Marks & Spencer confirms customer data stolen in cyberattack

British retailer Marks and Spencer (M&S) announced on Tuesday that it was writing to customers to confirm their personal data had been compromised in a recent cyberattack.

It follows the company announcing in April that it had been managing a cyber incident that was causing disruption to its operations. The share price for M&S — a constituent of the FTSE 100 Index — has dropped 11% over the last month.

Online shopping is still unavailable for M&S customers. While in-person shopping continues, the company’s stores around the country feature empty shelves and laminated signs apologising to customers for “technical issues affecting product availability.”

M&S online customers are being informed today that the compromised data could include their names, home and email addresses, and phone numbers, but not “useable payment or card details, which we do not hold on our systems, and it does not include any account passwords,” the company stated.

“There is no evidence that this data has been shared,” added the M&S statement, which told customers there was no need for them to take any additional actions, although they will be asked to reset their passwords the next time they log in.

It comes as shelves at fellow British retail group the Co-op are running increasingly depleted following another cyberattack detected shortly after the M&S incident. The Co-op is yet to completely relaunch its IT network over fears the hackers still have access to the system and could cause further damage.

A potentially similar attack targeted luxury store Harrods around the same time.
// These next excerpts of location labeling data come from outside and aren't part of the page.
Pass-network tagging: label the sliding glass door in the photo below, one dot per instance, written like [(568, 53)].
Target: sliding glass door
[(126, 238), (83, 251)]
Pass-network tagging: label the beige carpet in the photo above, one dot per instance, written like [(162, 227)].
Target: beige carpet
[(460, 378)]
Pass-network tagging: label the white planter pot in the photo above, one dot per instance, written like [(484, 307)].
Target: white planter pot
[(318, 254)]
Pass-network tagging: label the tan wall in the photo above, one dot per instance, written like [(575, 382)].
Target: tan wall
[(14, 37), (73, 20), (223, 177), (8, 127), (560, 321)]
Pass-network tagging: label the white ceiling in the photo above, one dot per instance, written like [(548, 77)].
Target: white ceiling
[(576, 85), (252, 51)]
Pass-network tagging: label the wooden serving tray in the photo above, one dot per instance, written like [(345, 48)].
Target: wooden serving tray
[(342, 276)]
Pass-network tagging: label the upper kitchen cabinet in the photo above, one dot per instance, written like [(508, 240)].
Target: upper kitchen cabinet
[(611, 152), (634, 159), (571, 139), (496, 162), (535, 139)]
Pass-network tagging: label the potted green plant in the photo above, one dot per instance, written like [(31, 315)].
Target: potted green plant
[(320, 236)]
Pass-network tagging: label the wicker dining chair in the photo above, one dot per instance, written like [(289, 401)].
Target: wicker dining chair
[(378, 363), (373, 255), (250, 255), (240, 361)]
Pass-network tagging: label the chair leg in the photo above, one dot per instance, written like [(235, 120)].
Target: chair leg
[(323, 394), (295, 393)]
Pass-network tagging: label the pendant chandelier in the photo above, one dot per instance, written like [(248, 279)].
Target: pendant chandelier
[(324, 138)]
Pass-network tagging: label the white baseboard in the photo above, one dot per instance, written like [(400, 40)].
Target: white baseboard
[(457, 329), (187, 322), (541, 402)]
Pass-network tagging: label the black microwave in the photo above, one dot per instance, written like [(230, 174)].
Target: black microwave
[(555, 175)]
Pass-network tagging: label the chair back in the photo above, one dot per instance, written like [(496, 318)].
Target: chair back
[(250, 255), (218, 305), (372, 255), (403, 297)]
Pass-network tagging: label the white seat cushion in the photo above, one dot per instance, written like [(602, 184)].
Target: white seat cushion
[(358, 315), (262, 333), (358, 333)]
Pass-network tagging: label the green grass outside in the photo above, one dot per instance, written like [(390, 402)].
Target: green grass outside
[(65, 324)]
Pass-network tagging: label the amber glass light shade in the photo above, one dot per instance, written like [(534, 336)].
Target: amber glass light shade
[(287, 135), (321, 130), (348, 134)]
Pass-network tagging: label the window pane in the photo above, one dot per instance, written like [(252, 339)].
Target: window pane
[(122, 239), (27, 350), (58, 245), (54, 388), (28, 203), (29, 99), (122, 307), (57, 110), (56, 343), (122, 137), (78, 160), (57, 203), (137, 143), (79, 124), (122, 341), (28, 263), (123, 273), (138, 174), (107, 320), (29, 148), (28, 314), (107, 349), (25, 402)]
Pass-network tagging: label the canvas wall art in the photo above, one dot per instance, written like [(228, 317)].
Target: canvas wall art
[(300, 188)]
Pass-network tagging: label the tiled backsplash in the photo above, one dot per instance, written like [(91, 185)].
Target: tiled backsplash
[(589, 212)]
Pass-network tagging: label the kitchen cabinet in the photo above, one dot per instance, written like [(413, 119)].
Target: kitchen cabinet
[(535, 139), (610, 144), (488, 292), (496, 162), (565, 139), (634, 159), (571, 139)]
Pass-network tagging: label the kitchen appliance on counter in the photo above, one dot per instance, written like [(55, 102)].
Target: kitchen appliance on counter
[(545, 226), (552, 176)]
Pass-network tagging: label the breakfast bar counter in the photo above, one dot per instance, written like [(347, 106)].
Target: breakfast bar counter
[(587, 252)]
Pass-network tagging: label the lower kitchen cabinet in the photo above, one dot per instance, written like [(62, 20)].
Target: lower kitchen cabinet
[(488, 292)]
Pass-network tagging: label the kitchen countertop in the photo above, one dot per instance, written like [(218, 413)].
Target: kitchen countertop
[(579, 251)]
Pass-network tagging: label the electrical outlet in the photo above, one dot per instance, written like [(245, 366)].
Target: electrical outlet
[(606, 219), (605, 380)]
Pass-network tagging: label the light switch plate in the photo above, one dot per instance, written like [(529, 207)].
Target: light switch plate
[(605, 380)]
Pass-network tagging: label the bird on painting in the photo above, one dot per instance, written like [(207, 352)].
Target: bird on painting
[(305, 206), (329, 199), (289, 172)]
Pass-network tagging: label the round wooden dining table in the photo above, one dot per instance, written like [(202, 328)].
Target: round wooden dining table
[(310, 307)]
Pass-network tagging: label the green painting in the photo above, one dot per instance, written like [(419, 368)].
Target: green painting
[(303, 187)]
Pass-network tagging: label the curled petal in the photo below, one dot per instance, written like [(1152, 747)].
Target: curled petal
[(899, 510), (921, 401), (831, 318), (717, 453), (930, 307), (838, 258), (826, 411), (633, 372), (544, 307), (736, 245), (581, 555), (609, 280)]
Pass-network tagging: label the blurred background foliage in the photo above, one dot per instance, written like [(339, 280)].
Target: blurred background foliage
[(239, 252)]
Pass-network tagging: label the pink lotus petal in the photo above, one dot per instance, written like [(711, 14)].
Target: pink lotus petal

While all three incidents have been claimed by the DragonForce ransomware group, such groups are known to make false claims and there has been no independent confirmation of the nature of the attacks.

Britain’s National Cyber Security Centre (NCSC) says it is working with organisations affected by the recent attacks on the retail sector “to understand the nature of the attacks and to minimise the harm done by them,” and that it is “providing advice to the wider sector and economy.”

The NCSC, a part of cyber and signals intelligence agency GCHQ, said: “Whilst we have insights, we are not yet in a position to say if these attacks are linked, if this is a concerted campaign by a single actor or whether there is no link between them at all. We are working with the victims and law enforcement colleagues to ascertain that.”